Sunday, May 02, 2010

Government Response to Henry Review

The government will do three main things - raise the compulsory employer superannuation contributions to 12% from 9% of salary over time, reduce the corporation tax from 30% to 28% over time, and introduce a 40% mining rent tax. For the latter state royalties already paid can be credited against the tax. The first of these moves was actually ruled out by the Henry Review. The second is more timid than the Henry Review (they proposed 25%) and the latter probably more aggressive. No bold tax reform is planned.

The first move will have no effect on Snork Maiden or me as our employers already contribute more than 12%. The second is rather marginal. The latter move could have negative effects on stock prices to the degree that a lower rate of resource tax was expected.

There are quite a few other provisions but I see them as being more minor. Superannuation taxes are unchanged as is the $A25k p.a. cap on concessional contributions for under 50s. Over 50s will be able to contribute up to $A50k p.a. if they have less than $A500k in super.

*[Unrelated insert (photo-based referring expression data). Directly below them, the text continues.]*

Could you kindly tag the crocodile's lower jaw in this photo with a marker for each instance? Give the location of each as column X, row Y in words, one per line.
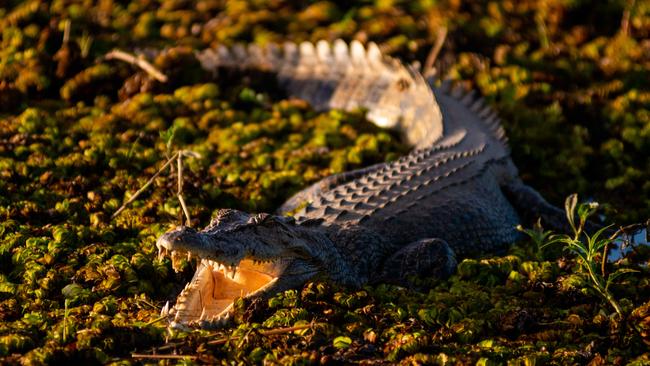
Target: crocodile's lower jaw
column 213, row 289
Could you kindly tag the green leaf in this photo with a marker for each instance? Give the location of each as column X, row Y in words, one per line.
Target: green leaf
column 570, row 209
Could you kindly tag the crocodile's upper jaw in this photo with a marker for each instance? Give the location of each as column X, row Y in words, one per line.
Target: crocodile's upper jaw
column 209, row 296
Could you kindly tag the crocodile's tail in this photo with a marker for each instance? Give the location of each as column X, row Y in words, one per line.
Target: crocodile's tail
column 344, row 77
column 487, row 117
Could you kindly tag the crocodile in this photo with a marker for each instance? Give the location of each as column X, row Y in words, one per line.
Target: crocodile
column 456, row 194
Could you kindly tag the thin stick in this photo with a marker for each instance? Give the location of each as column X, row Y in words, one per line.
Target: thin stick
column 66, row 31
column 265, row 333
column 225, row 340
column 180, row 189
column 145, row 186
column 435, row 50
column 162, row 357
column 623, row 230
column 625, row 20
column 138, row 61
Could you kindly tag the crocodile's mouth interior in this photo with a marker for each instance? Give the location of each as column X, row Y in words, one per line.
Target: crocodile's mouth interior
column 214, row 288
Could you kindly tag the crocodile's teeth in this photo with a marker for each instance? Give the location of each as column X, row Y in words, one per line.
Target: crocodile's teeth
column 165, row 310
column 161, row 252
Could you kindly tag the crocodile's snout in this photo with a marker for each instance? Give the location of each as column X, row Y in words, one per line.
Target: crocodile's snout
column 181, row 238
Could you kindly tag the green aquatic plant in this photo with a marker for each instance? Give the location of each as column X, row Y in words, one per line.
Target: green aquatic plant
column 589, row 250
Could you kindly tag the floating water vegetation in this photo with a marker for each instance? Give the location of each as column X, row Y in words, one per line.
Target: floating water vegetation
column 80, row 132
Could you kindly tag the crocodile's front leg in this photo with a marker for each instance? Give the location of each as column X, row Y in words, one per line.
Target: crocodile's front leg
column 531, row 205
column 424, row 258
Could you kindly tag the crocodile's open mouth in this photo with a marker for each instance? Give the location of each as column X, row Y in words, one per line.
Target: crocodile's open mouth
column 210, row 295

"The Henry review recommended abolishing the tax on super contributions and halving the rate of tax on fund earnings to 7.5 per cent, neither of which was adopted by the government."


It seems that they meant to abolish the super contributions tax and instead tax super contributions at normal rates. So yes that would be a move towards the Roth IRA model. The government just ignored this of course (like 136 other recommendations).


The Review actually proposed a 20% "offset". This means that people on the 15% bracket would pay -5% on super contributions and people on 45% would pay 25% on super contributions. But, the full contribution would actually go into the fund. So this would have effectively increased the superannuation guarantee to 10.575% from 9%.

2 comments: said...

I love the politics in some of these changes. For example, the increased super contribution is apparently dependent on the resource tax getting passed... Even though the extra 3% SGL is going to be "phased in" over the next 9 years (with only 0.25% increases in 2012 and 2013). Given that the SGL increase will therefore be deducted by most employers from any wage rises being negotiated at the same time, the only real benefit to workers (and cost to government) is the reduced tax levied on SGL compared to PAYG income. ~15% of 0.25% = bugger all compared to the increase in the total amount of resource tax increment.

And the extra $500 government contribution for low-income workers is apparently just a rebate for super contribution tax paid -- so workers over the $37,000 limit won't get anything, but part-time and very low income workers also won't get the full $500 (as they don't pay $500 in super contribution tax anyhow).

mOOm said...

Given this government's track record so far and I presume the need to put this through the Senate, who knows what will actually be implemented. I'm also sure they are holding back on some goodies that they will announce during the election campaign.